After the judge ruled against Mr. Williams, Mr. Bell struck a deal with Mr. Williams that would have converted the sentence from death to life without parole. Ms. Gayle’s widower gave the arrangement his approval, but Mr. Bailey, the state attorney general, objected. He said that the statute that had allowed Mr. Bell to bring his motion did not allow him to strike such a deal, and the Missouri Supreme Court agreed.
Mr. Bailey and his recent predecessors have routinely objected to wrongful conviction claims. Mr. Bailey, a Republican, has argued that a jury’s original decision should be respected and that Mr. Williams is guilty. In two earlier cases, Mr. Bailey moved to block the release of prisoners who had been declared innocent by judges.

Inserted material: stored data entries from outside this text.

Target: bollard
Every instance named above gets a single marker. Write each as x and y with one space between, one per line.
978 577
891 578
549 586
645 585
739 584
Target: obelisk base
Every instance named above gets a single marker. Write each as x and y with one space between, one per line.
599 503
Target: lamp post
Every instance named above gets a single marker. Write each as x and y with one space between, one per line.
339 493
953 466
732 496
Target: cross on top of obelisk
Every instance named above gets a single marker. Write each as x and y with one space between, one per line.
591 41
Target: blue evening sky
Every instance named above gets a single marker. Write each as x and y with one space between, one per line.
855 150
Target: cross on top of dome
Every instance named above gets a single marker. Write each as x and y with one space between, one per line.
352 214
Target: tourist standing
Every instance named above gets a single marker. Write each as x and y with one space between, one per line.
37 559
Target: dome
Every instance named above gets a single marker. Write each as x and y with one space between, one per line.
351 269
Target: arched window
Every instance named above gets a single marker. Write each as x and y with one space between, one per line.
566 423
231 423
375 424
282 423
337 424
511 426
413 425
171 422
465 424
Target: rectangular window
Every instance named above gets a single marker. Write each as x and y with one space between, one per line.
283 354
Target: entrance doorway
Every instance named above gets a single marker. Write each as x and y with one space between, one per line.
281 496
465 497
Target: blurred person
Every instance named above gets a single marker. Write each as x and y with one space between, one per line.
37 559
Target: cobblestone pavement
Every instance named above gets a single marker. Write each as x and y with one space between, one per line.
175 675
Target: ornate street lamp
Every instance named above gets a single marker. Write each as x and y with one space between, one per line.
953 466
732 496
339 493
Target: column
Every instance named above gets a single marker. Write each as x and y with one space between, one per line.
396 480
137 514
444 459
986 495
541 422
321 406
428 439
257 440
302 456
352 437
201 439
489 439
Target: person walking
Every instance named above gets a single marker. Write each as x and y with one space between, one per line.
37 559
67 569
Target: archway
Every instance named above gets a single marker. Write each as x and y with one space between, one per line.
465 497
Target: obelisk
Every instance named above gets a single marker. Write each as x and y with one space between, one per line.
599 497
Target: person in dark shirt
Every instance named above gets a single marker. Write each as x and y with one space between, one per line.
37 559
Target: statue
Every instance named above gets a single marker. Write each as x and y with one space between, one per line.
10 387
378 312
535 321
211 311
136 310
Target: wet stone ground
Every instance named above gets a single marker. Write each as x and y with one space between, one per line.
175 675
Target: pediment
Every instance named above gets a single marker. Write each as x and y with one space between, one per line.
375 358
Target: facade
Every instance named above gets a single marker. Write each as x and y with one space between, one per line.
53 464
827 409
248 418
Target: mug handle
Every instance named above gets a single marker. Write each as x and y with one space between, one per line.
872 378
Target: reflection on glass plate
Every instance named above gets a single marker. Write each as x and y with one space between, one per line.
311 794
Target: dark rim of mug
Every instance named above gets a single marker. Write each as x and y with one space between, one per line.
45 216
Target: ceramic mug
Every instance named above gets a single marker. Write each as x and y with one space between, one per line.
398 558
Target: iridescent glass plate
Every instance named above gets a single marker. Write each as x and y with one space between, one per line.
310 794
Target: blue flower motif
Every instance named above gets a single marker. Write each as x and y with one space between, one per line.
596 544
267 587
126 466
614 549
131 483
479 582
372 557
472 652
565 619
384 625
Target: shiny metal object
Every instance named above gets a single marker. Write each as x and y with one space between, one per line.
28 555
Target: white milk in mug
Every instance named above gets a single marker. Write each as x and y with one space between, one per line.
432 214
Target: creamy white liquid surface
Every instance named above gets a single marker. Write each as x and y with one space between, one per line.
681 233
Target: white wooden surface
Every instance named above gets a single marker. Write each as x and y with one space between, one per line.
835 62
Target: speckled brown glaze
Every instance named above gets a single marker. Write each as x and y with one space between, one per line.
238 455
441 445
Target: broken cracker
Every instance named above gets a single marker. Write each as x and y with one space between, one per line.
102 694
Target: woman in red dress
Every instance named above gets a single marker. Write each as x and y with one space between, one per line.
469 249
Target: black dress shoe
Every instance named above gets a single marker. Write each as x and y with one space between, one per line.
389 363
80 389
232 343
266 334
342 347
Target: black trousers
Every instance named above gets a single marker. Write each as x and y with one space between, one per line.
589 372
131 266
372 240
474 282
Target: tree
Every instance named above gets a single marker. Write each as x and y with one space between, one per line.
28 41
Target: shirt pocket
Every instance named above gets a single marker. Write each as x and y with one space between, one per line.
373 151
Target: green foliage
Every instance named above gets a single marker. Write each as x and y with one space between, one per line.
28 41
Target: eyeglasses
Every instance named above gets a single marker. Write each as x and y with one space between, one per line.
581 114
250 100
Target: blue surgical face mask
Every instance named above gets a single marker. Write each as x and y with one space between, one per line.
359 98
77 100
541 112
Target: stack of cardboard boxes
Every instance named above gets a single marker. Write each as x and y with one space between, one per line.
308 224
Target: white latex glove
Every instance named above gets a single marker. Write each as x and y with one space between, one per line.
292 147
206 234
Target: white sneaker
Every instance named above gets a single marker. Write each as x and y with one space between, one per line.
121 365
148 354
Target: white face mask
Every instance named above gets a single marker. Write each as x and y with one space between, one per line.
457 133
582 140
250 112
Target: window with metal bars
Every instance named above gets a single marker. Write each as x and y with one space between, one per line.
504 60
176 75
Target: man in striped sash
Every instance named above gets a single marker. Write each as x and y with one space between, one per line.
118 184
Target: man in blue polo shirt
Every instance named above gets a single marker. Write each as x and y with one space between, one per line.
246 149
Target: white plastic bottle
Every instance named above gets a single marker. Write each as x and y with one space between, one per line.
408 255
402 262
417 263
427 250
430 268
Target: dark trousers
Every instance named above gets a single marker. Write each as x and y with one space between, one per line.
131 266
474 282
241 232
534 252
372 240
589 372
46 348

The state Supreme Court ordered the judge in Mr. Williams’s case, Bruce Hilton, to proceed with a hearing on Mr. Bell’s motion. After the hearing, on Aug. 28, the judge rejected the motion, but Mr. Bell appealed, and it was that appeal that the state Supreme Court rejected on Monday.
In a statement on Monday, Mr. Bell said, “Even for those who disagree on the death penalty, when there is a shadow of a doubt of any defendant’s guilt, the irreversible punishment of execution should not be an option.”